The MLS home price index, deemed a better measure, surged 17.2 per cent from a year earlier.

“The conditions underlying strong demand for ownership housing remained in place, including a relatively strong regional economy, growth in average earnings and low borrowing costs,” TREB president Larry Cerqua said in unveiling the numbers.

“Unfortunately, we did not see any relief on the listings front, with the number of new listings down compared to last year.”

Indeed, new listings slipped 1.2 per cent in August from a year earlier, while active listings plunged by 37.8 per cent.

As The Globe and Mail’s Brent Jang and Tamsin McMahon report, sales in Vancouver fell 26 per cent in August from a year ago.

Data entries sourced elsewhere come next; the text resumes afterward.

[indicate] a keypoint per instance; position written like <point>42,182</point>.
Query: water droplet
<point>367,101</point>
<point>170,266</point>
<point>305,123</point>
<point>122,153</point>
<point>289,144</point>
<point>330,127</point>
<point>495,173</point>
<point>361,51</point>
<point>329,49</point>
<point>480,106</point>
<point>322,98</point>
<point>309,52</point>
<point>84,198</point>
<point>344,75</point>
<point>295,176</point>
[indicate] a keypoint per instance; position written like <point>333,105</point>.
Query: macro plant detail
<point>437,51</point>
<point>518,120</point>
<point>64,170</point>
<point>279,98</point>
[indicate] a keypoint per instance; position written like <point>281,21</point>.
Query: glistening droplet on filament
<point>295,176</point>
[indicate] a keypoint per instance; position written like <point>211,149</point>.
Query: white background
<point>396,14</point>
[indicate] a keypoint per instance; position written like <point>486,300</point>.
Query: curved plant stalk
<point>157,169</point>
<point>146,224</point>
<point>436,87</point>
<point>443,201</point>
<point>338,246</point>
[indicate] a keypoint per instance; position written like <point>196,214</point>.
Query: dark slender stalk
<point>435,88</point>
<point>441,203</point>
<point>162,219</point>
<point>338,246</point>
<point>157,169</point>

Vancouver’s market was already cooling, so it’s hard to say how much of the sales decline was linked to the B.C. government’s new tax. But it’s expected to affect the Toronto market at some point.

“We think Toronto is mostly being driven by domestic players,” said Toronto-Dominion Bank economist Diana Petramala.

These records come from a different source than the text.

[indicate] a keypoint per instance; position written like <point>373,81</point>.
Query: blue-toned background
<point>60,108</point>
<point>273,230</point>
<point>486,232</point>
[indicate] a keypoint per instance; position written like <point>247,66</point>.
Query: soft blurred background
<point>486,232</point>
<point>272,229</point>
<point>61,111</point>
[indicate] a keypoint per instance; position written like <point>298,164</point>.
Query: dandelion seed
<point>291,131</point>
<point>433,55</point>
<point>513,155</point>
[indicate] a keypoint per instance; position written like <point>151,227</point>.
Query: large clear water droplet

“We think there is still some pent-up demand in the market. However, we suspected that foreign interest may have already been shifting to Toronto over the first half of 2016, as foreigners appear to be looking for more affordable markets globally.”

BMO Nesbitt Burns chief economist Douglas Porter doesn’t believe the B.C. tax was a major factor in Toronto last month, though “it may have played a small role in further juicing an incredibly hot market.

He also warned that the Toronto price surge should “command attention,” warned BMO Nesbitt Burns chief economist Douglas Porter.

He noted that average prices over the past year have soared by more than $100,000 per house, with those for detached homes surging by more.

“Given that interest rates are essentially unchanged over the past year and that overall inflation in Toronto is running at least than 2 per cent, that is a massive move, which of course has further hammered affordability,” he added.

“Moreover, given the plunge in active listings (sales last month also matched active listings), there is little reason to expect prices to cool any time soon, especially with interest rates expected to remain at a low ebb for the foreseeable future.”

BoC holds firm

The Bank of Canada is still anticipating a “substantial rebound” in the second half of this year as the economy gets a lift from federal spending, rebuilding from the Alberta wildfires and recovering oil production, The Globe and Mail’s Barrie McKenna reports.

The central bank opted once again to keep its key overnight interest rate at 0.5 per cent, where it has sat for the past 14 months.

“The overall balance of risks remains within the zone for which the current stance of monetary policy is appropriate,” the central bank said in a statement.

On the plus side, the bank pointed to recovering oil production and the increase in the Canada Child Benefit, brought in by the federal government.